To make the burgers:
- Squeeze out some of the excess water from the grated zucchini.
- Mix all the ingredients together (mashed beans, rice, minced shiitake, zucchini, crushed tomato, miso paste, soy sauce, vegetable bouillon powder, black pepper, ground cumin, paprika, chilli sauce/powder, coriander/cilantro), except the gluten free flour mix.
- Once you obtain a bean mixture, add the gluten free flour, starting with 120 g, and then adding more as needed to adjust the consistency, so that the mixture is neither too wet nor too dry. When forming the patties, they should hold well.
- Place some gluten free flour in a flat bowl, like a pasta bowl, and make it into a little heap in the centre.
- Take a ⅓ cup measurement and fill with the bean mixture. Drop the mixture into the flour in the bowl. Roll it onto itself to completely cover with the flour and form a ball.
- Pick up the ball and shape into a patty with your fingers and in between your hands.
- If the patty seems to be too wet, add a little more flour to the mixture until you are able to handle the mixture better.
Note: Bear in mind that the binding agents (starches and xanthan gum) in the gluten free flour will activate with heat, when the patties are cooked. This will make the patties firm up and hold their shape. So, the uncooked patties may seem a little fragile to start with, but try cooking one and see how it holds first before adding more flour. You don’t want too much flour in there as this will alter the taste and texture.

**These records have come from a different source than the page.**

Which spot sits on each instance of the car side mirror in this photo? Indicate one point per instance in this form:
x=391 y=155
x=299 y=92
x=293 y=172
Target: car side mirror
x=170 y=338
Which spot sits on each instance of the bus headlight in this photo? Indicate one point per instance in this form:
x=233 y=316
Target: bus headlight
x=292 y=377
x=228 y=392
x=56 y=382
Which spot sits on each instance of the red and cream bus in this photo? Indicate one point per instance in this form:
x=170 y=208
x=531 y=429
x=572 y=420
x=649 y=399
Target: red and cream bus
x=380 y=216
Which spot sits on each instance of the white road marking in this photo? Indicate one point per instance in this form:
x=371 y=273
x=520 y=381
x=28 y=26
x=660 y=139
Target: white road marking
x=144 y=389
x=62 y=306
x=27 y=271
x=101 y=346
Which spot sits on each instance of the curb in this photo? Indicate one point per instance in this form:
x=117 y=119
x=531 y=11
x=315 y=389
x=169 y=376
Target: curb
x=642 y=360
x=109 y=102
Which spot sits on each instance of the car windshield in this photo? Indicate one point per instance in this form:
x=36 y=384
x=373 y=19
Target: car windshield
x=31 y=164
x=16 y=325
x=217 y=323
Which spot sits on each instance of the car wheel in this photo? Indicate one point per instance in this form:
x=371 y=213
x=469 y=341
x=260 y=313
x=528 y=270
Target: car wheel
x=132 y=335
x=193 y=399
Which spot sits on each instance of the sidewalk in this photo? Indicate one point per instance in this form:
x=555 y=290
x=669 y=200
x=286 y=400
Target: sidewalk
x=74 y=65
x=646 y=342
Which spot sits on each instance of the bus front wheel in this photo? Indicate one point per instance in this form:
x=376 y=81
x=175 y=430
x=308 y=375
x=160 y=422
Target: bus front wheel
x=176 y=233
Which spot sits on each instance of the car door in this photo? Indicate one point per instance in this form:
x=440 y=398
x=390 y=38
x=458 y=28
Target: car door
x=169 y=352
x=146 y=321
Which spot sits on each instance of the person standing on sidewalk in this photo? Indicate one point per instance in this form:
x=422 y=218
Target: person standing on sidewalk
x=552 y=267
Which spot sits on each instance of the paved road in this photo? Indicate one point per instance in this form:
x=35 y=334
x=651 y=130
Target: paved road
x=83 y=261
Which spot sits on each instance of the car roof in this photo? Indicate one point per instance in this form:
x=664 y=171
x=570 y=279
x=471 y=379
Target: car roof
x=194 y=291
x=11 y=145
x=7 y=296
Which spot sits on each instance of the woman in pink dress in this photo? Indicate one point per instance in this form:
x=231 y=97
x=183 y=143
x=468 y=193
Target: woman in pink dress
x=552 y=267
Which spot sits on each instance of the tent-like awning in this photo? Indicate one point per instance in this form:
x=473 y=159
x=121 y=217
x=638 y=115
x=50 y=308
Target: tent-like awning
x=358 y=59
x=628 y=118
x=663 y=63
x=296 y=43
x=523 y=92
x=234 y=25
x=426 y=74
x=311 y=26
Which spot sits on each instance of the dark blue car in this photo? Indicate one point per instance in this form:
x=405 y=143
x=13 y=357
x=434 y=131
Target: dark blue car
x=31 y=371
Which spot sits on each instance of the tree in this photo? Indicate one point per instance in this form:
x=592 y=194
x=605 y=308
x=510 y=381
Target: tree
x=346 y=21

- Once the patties are formed, you may either pan fry them or bake them.
To bake the patties:
Brush them with some oil and place on a baking tray. Bake in a preheated oven at 180°C/350°F for about 25 - 30 minutes, flipping them on the other side halfway through the baking.
To pan fry the patties:
Simply heat some cooking oil in a frying pan. Once oil is heated, gently place 2 - 4 patties at a time (depending on the size of the pan) and cook for about 5 minutes. Flip on the other side and cook for another 5 minutes. Flip again and cook for another 2 - 4 minutes on either side until patties are cooked through.
To cook patties on the grill:
I suggest you pan fry the patties for 5 minutes on each side first, until they are firm. Then, remove from the pan and allow to cool. You may then cook them further on the grill.
Serve in a bun with your favourite toppings or on their own with a side salad.
The recipe yields a big batch that's great for freezing. Having these burgers on hand make lunches or dinners very convenient. Feel free to halve the recipe if you want to make a smaller batch.
To store the patties:
I suggest freezing them to keep them for longer. You may half-bake or half-cook them in the pan in this case and store in a freezer-proof container, separating each layer stack with a piece of parchment paper, so that they don’t stick to one another when frozen.
To cook from frozen, no need to defrost, just toss them in a pan, or on the grill, and cook on either side for about 5 - 7 minutes. Or bake in the oven for about 15 - 20 minutes until cooked through.